(Jeremy Vale coauthored this post.)
Cellphone manufacturers are struggling to differentiate themselves. In the ads from the late 2000s, new phones were sleeker, faster, contained more memory, and could even have a touchscreen. Fast-forward to today, and only the almighty camera receives attention. Apple’s acquisition of Xnor.ai is the latest move in the battle for phone photo supremacy, and AI-on-the-edge is the weapon of choice.
What Is Xnor.ai, And Why Does Apple Want It?
Xnor.ai’s technology enables you to run deep learning models on edge devices, which, in English, means you can run software that can extract insights from photos and videos on the type of low-power processors you have on your smartphone. Why would you want this? Privacy and bandwidth, for one. Wouldn’t you like to be able to search your photos (i.e., have them autotagged) without them having to be uploaded to a server in the cloud? But it also enables a host of photo editing features on your phone. These deep learning models make it possible to autosegment your photos and videos which allows you to, for example, easily put yourself against an entirely different background or just apply a filter to your friend (and, just maybe, create deepfakes).

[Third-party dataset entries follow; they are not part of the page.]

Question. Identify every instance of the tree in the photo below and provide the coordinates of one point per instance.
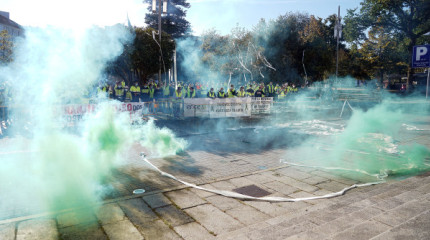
(140, 58)
(6, 46)
(408, 19)
(382, 52)
(174, 22)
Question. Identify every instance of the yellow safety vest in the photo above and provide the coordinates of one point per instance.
(135, 89)
(230, 93)
(145, 90)
(166, 91)
(151, 92)
(241, 94)
(192, 96)
(128, 96)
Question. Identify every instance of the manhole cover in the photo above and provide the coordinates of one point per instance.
(252, 191)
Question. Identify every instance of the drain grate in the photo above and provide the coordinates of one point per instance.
(252, 190)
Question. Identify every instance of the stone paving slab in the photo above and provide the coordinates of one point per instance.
(83, 232)
(247, 215)
(185, 198)
(157, 200)
(75, 218)
(38, 229)
(110, 213)
(363, 231)
(415, 228)
(204, 214)
(122, 230)
(193, 231)
(174, 216)
(7, 231)
(169, 210)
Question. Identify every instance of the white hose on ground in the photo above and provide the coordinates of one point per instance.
(246, 197)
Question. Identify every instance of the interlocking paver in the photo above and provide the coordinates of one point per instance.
(185, 198)
(193, 231)
(38, 229)
(247, 215)
(7, 231)
(75, 218)
(173, 215)
(363, 231)
(154, 230)
(396, 209)
(402, 213)
(85, 231)
(281, 187)
(157, 200)
(224, 203)
(415, 228)
(110, 213)
(122, 230)
(137, 211)
(204, 214)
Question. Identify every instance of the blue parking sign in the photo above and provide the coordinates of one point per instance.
(421, 56)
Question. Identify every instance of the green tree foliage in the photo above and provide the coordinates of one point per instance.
(237, 55)
(6, 46)
(174, 22)
(141, 58)
(407, 20)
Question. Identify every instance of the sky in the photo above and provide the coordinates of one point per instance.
(221, 15)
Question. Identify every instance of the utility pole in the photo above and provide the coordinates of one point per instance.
(337, 34)
(159, 39)
(162, 8)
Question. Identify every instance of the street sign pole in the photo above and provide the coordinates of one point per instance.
(421, 59)
(428, 80)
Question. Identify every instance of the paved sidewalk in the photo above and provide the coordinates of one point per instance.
(397, 209)
(170, 210)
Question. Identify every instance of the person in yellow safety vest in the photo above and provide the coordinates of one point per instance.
(259, 93)
(151, 92)
(203, 90)
(128, 97)
(289, 89)
(211, 94)
(241, 92)
(119, 91)
(278, 88)
(221, 93)
(231, 92)
(102, 90)
(184, 91)
(282, 94)
(191, 93)
(111, 92)
(270, 90)
(145, 93)
(135, 92)
(178, 94)
(166, 91)
(250, 91)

Is This Just About Smartphones?
No, we are just getting started on the applications for deep learning on edge devices. From toys that engage with the people that use them and Roombas that recognize furniture to smarter security cameras and retail and manufacturing applications, there are countless new, valuable applications. When it comes to smart speakers, Apple could use Xnor.ai to make, for example, HomePod speakers that recognize users visually and enable more precise visually based gestures (e.g., for adjusting volume) — and could even do this while allaying many people’s privacy concerns. Alas, it probably won’t: New photo-related capabilities will likely show up in iOS devices eventually, but Apple has rarely had the stamina to break out beyond its core product offerings.